Shawn L : To group: Let us shift gears to next agenda item

Jeanne: Scoring examples topic: Testing real websites is best.
It changed how I was approaching things. Test against a real
website.

Conformance and Minimums

<sajkaj> +1 to Jeanne

Shawn L: Criticality is important. How does one express it in a
score and fundamental critical issue of accessibility?

Very poor, acceptable , etc. Within Silver, do we want to be
the ones drawing the line on critical issues?
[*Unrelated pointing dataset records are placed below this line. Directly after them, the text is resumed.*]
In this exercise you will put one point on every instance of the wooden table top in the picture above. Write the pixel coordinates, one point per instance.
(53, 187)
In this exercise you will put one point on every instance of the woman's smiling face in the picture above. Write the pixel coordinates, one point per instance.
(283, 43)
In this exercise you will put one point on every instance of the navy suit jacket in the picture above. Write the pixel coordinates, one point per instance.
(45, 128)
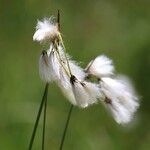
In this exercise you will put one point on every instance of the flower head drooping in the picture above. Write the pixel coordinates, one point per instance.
(46, 30)
(101, 66)
(56, 65)
(120, 98)
(85, 93)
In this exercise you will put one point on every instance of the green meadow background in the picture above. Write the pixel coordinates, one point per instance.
(118, 28)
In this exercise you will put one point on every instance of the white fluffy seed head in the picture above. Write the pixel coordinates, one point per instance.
(101, 66)
(46, 30)
(85, 93)
(124, 102)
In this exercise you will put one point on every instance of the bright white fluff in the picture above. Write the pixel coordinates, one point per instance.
(101, 66)
(45, 70)
(46, 30)
(85, 93)
(123, 101)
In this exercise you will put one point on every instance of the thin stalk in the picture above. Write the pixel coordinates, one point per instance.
(44, 123)
(38, 117)
(66, 127)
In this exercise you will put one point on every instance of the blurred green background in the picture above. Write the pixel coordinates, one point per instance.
(117, 28)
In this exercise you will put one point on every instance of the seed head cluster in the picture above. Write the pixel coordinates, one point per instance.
(114, 91)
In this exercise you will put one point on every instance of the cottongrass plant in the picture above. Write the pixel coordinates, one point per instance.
(115, 92)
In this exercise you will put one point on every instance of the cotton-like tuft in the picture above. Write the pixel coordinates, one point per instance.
(123, 101)
(46, 30)
(85, 93)
(101, 66)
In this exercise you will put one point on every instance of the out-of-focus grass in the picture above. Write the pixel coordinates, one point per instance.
(120, 29)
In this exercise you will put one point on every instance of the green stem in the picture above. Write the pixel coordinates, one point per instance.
(66, 127)
(38, 117)
(44, 123)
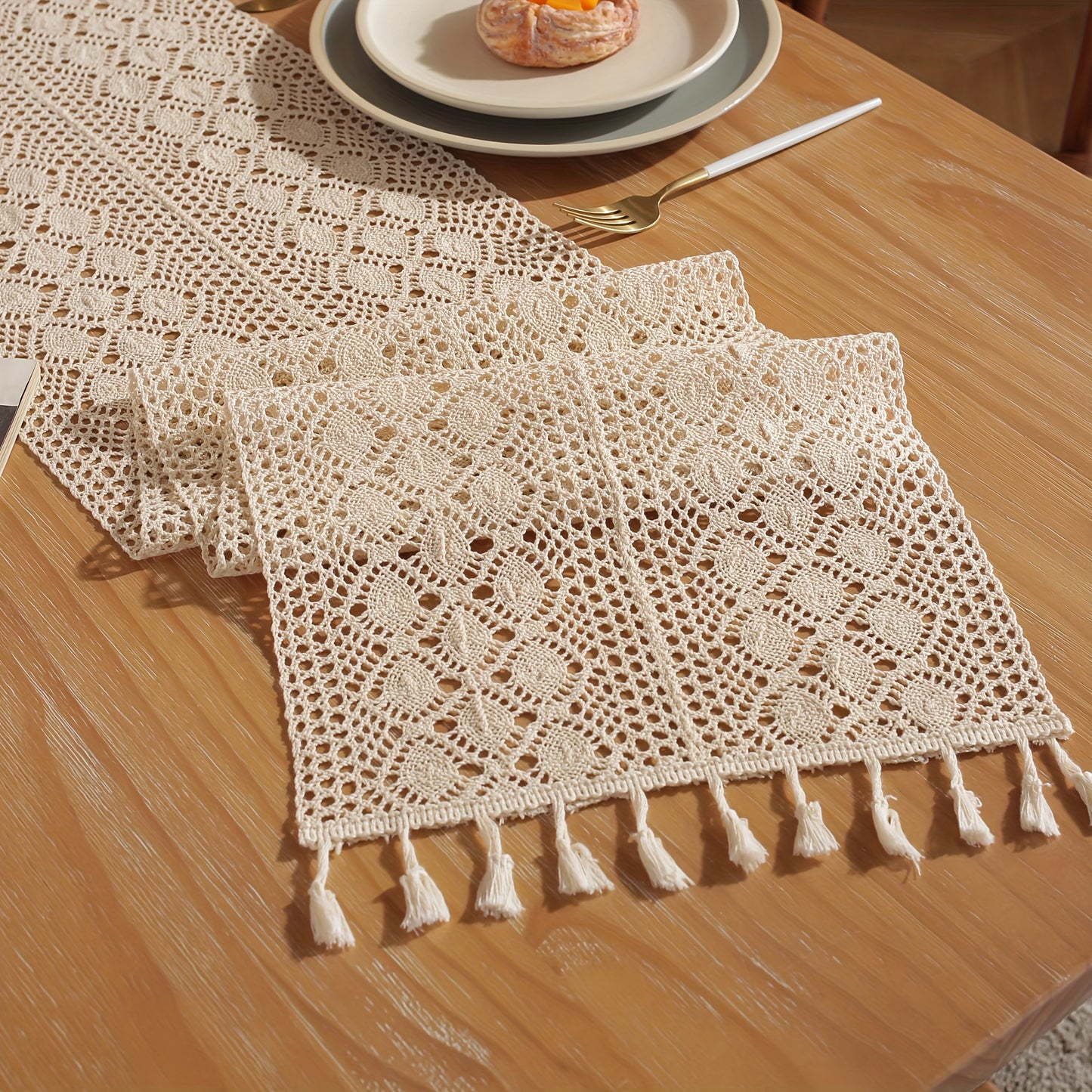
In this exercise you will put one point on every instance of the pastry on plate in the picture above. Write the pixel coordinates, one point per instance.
(557, 33)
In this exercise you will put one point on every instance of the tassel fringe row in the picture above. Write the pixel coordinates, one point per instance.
(888, 824)
(496, 896)
(745, 849)
(580, 874)
(812, 838)
(1035, 814)
(972, 828)
(1078, 778)
(425, 905)
(328, 920)
(663, 871)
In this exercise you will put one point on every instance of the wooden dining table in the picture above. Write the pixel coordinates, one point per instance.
(154, 924)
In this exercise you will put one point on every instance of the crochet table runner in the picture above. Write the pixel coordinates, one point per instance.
(535, 533)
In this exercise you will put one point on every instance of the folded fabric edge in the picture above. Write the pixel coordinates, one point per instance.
(579, 873)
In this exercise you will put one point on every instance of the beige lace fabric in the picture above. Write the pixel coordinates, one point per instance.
(498, 591)
(535, 533)
(176, 181)
(694, 302)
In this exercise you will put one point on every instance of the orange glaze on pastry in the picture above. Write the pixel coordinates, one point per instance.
(557, 33)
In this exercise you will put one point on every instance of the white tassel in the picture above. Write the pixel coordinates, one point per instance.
(328, 920)
(578, 871)
(1078, 778)
(744, 848)
(496, 897)
(888, 824)
(663, 871)
(1035, 814)
(812, 838)
(425, 903)
(972, 827)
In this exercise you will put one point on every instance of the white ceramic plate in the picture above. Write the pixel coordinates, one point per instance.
(432, 47)
(355, 76)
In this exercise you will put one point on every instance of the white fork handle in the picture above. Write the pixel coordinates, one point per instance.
(789, 139)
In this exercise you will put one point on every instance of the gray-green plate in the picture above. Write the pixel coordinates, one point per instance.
(741, 69)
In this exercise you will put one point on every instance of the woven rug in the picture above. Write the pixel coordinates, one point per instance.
(1060, 1062)
(537, 534)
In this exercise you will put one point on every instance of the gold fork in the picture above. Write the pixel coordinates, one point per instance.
(638, 213)
(260, 7)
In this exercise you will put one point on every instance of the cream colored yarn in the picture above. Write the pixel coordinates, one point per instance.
(177, 181)
(537, 534)
(583, 578)
(694, 302)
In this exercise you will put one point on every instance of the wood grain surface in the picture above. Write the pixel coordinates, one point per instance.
(153, 926)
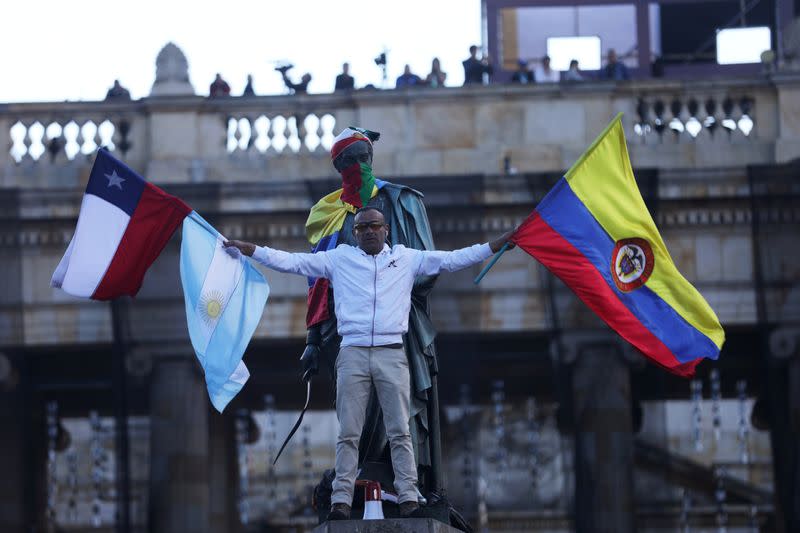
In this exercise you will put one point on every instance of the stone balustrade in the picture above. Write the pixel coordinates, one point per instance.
(485, 130)
(483, 156)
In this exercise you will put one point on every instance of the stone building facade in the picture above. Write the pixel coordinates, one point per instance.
(715, 163)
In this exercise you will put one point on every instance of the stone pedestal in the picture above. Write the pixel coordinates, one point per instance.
(392, 525)
(179, 448)
(603, 439)
(15, 485)
(783, 405)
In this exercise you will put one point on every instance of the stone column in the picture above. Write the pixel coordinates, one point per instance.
(179, 447)
(783, 401)
(604, 448)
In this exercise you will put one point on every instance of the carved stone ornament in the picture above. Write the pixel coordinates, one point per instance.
(172, 73)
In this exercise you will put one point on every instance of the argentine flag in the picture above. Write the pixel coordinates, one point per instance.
(225, 297)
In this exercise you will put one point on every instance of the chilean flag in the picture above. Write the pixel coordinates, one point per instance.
(123, 225)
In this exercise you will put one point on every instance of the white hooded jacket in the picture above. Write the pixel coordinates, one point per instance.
(372, 292)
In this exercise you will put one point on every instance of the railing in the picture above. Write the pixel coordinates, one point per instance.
(426, 131)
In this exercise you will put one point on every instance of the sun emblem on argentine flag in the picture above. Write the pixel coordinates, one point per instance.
(632, 263)
(211, 304)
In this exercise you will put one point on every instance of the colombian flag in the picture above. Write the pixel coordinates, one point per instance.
(593, 231)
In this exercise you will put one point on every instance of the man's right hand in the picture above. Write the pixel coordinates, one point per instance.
(310, 361)
(247, 248)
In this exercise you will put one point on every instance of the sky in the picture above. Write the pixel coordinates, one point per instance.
(54, 50)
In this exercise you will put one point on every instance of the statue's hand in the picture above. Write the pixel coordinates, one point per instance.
(309, 361)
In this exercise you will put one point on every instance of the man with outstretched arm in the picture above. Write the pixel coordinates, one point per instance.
(372, 286)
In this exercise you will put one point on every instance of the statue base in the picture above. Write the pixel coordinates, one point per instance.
(389, 525)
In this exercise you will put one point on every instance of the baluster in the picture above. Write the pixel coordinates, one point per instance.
(744, 427)
(710, 122)
(52, 481)
(97, 138)
(328, 125)
(320, 133)
(88, 131)
(302, 132)
(642, 128)
(468, 468)
(308, 469)
(55, 140)
(719, 497)
(241, 450)
(686, 509)
(533, 441)
(499, 423)
(72, 136)
(676, 125)
(716, 414)
(97, 467)
(279, 138)
(272, 449)
(238, 134)
(36, 135)
(697, 417)
(745, 123)
(293, 140)
(18, 133)
(105, 135)
(659, 124)
(728, 123)
(72, 482)
(693, 126)
(124, 130)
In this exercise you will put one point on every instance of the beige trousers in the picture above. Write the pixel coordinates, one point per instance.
(357, 368)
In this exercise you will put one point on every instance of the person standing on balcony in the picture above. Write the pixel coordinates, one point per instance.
(219, 87)
(523, 74)
(614, 70)
(437, 76)
(545, 74)
(344, 81)
(574, 73)
(300, 87)
(407, 79)
(475, 68)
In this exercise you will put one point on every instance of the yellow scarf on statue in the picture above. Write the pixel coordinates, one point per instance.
(327, 216)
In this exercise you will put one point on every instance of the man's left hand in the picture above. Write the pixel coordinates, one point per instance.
(247, 248)
(498, 243)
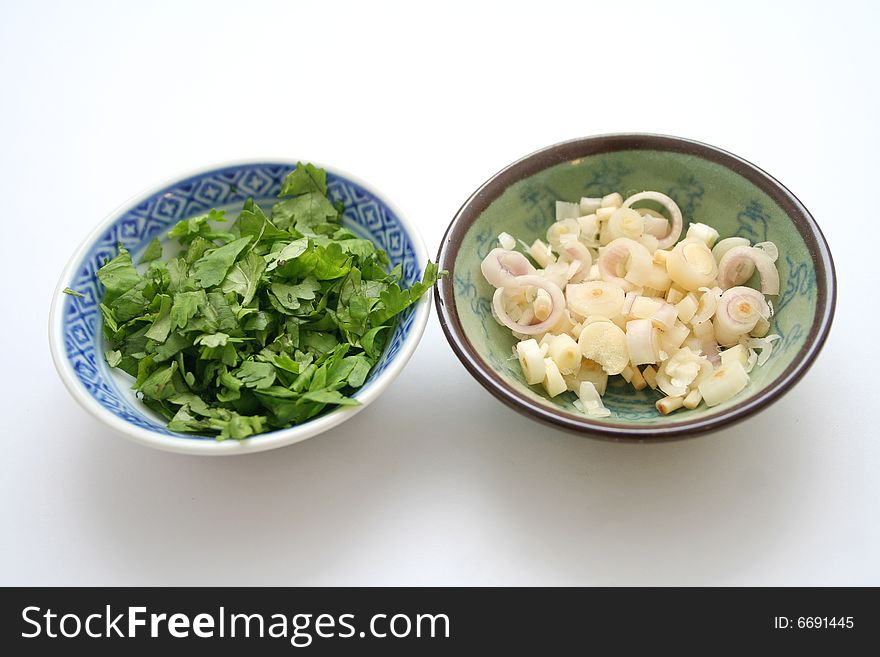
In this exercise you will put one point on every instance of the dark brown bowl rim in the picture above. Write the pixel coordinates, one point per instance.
(826, 287)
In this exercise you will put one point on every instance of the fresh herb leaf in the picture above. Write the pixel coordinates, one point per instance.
(152, 252)
(258, 328)
(212, 267)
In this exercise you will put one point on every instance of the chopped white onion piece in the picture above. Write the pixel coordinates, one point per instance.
(706, 306)
(674, 213)
(691, 265)
(531, 360)
(723, 383)
(702, 233)
(765, 345)
(556, 296)
(733, 267)
(626, 222)
(641, 342)
(553, 382)
(605, 343)
(739, 310)
(723, 246)
(541, 253)
(502, 266)
(595, 298)
(561, 229)
(665, 316)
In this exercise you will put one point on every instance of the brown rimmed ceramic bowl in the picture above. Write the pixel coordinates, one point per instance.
(710, 186)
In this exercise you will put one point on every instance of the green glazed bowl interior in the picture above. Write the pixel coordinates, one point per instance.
(710, 186)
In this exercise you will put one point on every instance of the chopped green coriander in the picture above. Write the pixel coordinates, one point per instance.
(257, 327)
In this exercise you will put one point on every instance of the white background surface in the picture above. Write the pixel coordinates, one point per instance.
(435, 483)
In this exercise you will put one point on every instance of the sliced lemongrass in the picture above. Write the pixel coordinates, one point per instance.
(724, 383)
(644, 307)
(566, 210)
(542, 305)
(765, 345)
(628, 301)
(595, 298)
(589, 229)
(723, 246)
(591, 400)
(659, 257)
(626, 222)
(553, 382)
(649, 242)
(672, 339)
(605, 343)
(613, 200)
(515, 311)
(541, 253)
(641, 341)
(734, 265)
(650, 375)
(565, 352)
(676, 220)
(556, 296)
(681, 369)
(638, 381)
(658, 279)
(691, 265)
(675, 294)
(752, 360)
(692, 399)
(589, 371)
(589, 205)
(556, 272)
(561, 229)
(739, 310)
(502, 266)
(603, 215)
(531, 360)
(707, 305)
(669, 404)
(761, 329)
(706, 333)
(737, 353)
(702, 233)
(664, 317)
(687, 307)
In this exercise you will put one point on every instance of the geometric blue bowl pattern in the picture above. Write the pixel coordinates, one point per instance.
(135, 227)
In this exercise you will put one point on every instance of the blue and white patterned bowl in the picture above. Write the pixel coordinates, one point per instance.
(75, 334)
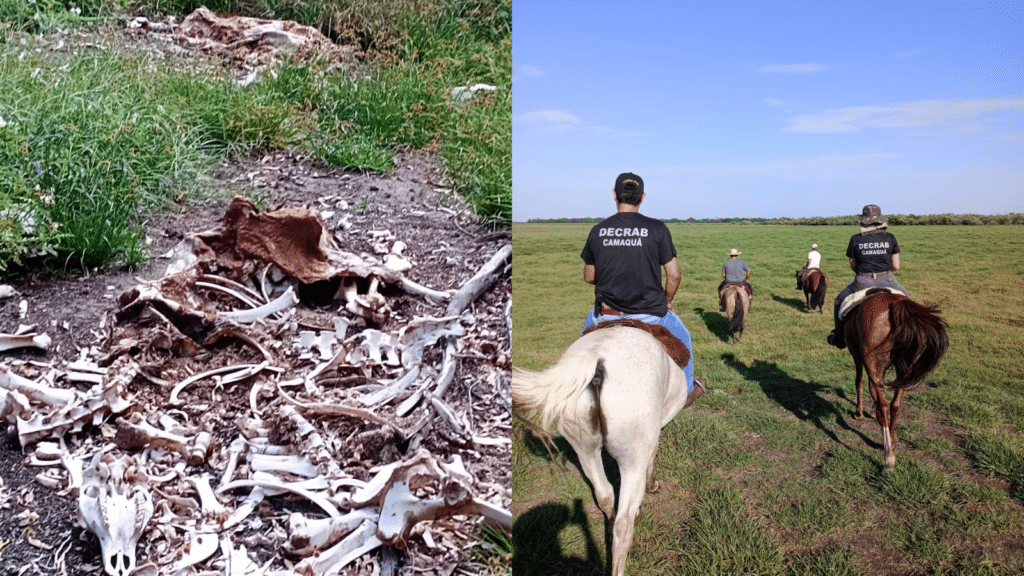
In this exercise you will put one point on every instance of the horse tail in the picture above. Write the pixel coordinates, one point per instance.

PeterKorn: Looking at JF's second example, if the page only had
two headings, one a heading 1 and one a heading 2...usage
without vision, hiearchy structure would be a fail, but would
the impact to the user be significant?

<JF> exactly

Is it not usable without vision?

We need to think of overall functionality and impact of the
fail and how we view the site?

JF: Peter , I agree. I built the examples where structure
created for screen readers were ok. If I did unstyled divs,
structure would off visually for sighted users (COGA) Impact of
different user groups needs to be looked at. Visual users vs.
non visual users / screen reader users.

<Zakim> bruce_bailey, you wanted to say that i like adjectival
rating over tally because critical aspects could be in
"average" and above

I.e. h2 to h5 , still usable ? Or a fail? How is it rated /
scored? As opposed to pass or fail.

Bruce Bailey: Critical are acceptable or above in my example.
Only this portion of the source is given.